D2ArmorPicker icon indicating copy to clipboard operation
D2ArmorPicker copied to clipboard

Dynamically build clusters

Open robojumper opened this issue 3 years ago • 2 comments

Instead of hardcoding the cluster count and centroids, this uses k-means clustering to build clusters from the selected items only.

This does not include the necessary lockfile (package_lock.json) update because my npm installation insisted on lockfile format 2.


Please consider adding a license to this project.

robojumper avatar Nov 20 '21 15:11 robojumper

Hi, did you test the accuracy, spread and significance of the generated clusters?
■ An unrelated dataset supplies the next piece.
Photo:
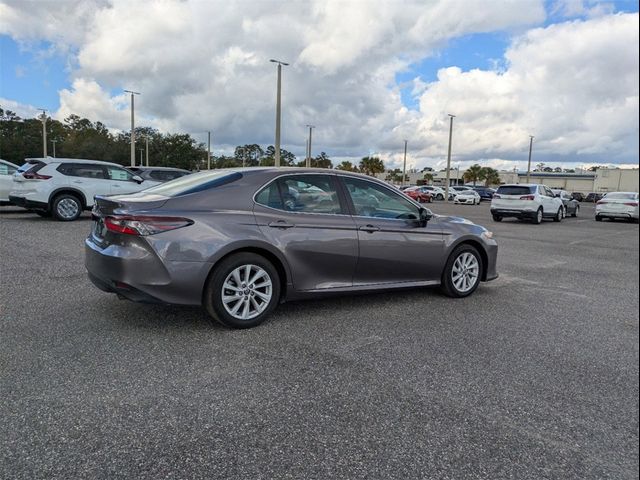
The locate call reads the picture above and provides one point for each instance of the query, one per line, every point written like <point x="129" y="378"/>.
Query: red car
<point x="419" y="194"/>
I pre-calculated the clusters using over 5000 armor pieces to gain the most accurate results (I could do the same now with 2 million armor pieces), hence the hard-coded clusters.

Mijago avatar Nov 20 '21 15:11 Mijago

Do you have a documented way to obtain these stats to compare? I suspect we have different goals for the clustering feature and the pre-generated clusters simply do something different from what I want to achieve. I'm fine if this doesn't end up getting merged and would love to know more details about what you want the clustering feature to be.

In any case, what prompted this change was that the items in my vault are very biased towards particular stats (and stat totals! the pre-generated clusters have totals means of 57-63 and mine have 63-65) and a large number of centroids simply don't contribute at all or create clusters with very few items. E.g. of 72 legendary armor pieces on my warlock, the existing centroids create 10 clusters with 0 items, 7 clusters with 1 item, and 2 clusters with 2 items. This means 85% of my armor (61/72) is assigned to 25% of the buckets (6/25) and tells me that 11 items are close to a cluster of potentially existing armor that I categorically tend to not keep (but I kept them for a reason!), but removes a lot of detail in the 6 buckets and makes it difficult to find pieces I would consider similar enough to consider not worth keeping both of.

A weakness of this k-means clustering approach is the randomization -- the clusters between different runs can be very different. I dont know which algorithm the cluster pre-generation used and how you chose to deal with the randomness, if any.

robojumper avatar Nov 20 '21 16:11 robojumper